Helaas zag ik niet de dame waarmee ik een woordje wilde wisselen.
Een andere jongedame vroeg of zij mij van dienst kon zijn. Nu, dat kwam goed uit; ik trok het pakje documenten voor de dag en legde uit dat hier een groot misverstand gaande was:
‘Ik had uitdrukkelijk verzocht om gereduceerd tarief, maar nu werd ik aangeslagen voor een vergulde telefoon’.
-Monsieur wij kennen geen lagere tarieven’ zei het kind lievig.
‘U snapt toch wel dat dit een heel onredelijke situatie is, vijf maanden een phone die je af en toe gebruikt, en zeven maanden hangt daar een spreekijzer waar de spinnen op hun gemak een webje omheen kunnen weven?’
Zij besloot de zaak voor te leggen aan een oudere collega.
Dit was een zeer doelbewuste dame die in eerste instantie eveneens de boot wilde afhouden. Maar daar nam ik geen genoegen mee.

-Iedereen kan wel zeggen dat ie een … Secondaire bewoont,’ stelde zij strijdlustig.
‘Dat kan ik u hier bewijzen madame, alstublieft!’ ik toonde het verzekeringspapier.
-Ha..’ een beetje hoonlachend wees zij het van de hand, ‘dit is geen officieel document, ik moet een papier hebben van een fiscale instelling!’
‘Madame, ik bewoon absoluut een …Secondaire, ik woon permanent in Nederland, en enkele maanden hier. U begrijpt toch wel dat u mij binnen drie dagen hier weer in de winkel ziet, mèt het papier dat u zegt nodig te hebben.

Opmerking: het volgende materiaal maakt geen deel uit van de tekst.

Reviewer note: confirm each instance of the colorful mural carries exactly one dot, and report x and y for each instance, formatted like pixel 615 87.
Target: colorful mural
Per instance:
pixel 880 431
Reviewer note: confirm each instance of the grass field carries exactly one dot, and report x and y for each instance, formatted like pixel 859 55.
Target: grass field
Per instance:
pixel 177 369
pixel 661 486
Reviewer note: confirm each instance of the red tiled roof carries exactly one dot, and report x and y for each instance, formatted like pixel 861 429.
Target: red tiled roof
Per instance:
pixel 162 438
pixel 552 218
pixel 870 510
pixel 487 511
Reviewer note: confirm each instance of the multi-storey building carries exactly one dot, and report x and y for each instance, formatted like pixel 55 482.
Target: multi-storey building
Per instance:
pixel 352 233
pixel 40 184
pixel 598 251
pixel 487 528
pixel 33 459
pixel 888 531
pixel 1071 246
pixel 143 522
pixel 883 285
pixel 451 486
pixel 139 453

U ziet op dit papier toch duidelijk staan dat ik aan de voorwaarden voldoe!’
Een beetje weifelend keek zij naar mijn papierwinkel, pakte toen de brief van de directeur en sprak triomfantelijk:
-Hier staat toch duidelijk dat u een adres in Frankrijk hebt, waar de facturen naar toe worden gestuurd.’
‘Dat is nogal logisch madame, ik moet hier toch post kunnen ontvangen, en dat die facturen daar arriveren komt omdat de dame van enkele dagen geleden mij dat vroeg. Maar ik kan u vertellen dat zelfs het sturen van facturen niet nodig is, ik heb hier een banknummer waar Telecom zo de benodigde bedragen kan afschrijven..’
En hierna legde ik het formulier op tafel waarmee je kunt instemmen dat de Telecom op jouw bankrekening met het klompje langs mag komen.
Meteen had madame weer wat:
Schamper merkte zij op dat een louter banknummer lang niet toereikend was. Daar hoorde ook nog die speciale codes bij! Weer kon ik haar de pas afsnijden, rustig legde ik het relevé de compte voor haar neus waarop al deze gegevens netjes stonden afgedrukt.
Oh.. nu stokte het spraakwater wel wat; monsieur had zélf al stappen genomen om de betaling waterdicht te laten verlopen..
Met een zucht sprak zij:
‘U snapt zeker wel dat dit een heel exceptioneel geval is hè?

Ik zal voor deze keer door de vingers zien dat u niet over de officiële documen-ten beschikt. Ik moet van u in ieder geval een keihard bewijs dat u in Nederland woont hebben.’
Daar had ik op gerekend, zwijgend legde ik het paspoort op de toonbank.
‘Hmm..’ met frisse tegenzin begon zij een scherm op te roepen voor de gewenste modificatie. Waarschijnlijk was zij iets te geagiteerd, want terwijl het jonge ding ernstig toekeek hoe haar oudere collega gewiekst van alles inklopte.. liep het systeem in een ‘hang’..
Na diverse timmeringen op het toetsenbord drukte zij nijdig op: Control Alt Del..
De herstart duurde behoorlijk lang, dit was nu eenmaal geen freestanding PC, maar een apparaat dat in een Netwerk was opgenomen.
Enfin, na een dik halfuur kon ik toch met een bundeltje papieren het pand verlaten, ik viel nu onder de categorie: Residence Secondaire, met het recht op twee suspendingen per jaar.
Het ‘recht’ op een aantal vrije uren local tegen betaling was geschrapt, hierdoor was de vaste prijs per maand gedaald tot dertig gulden.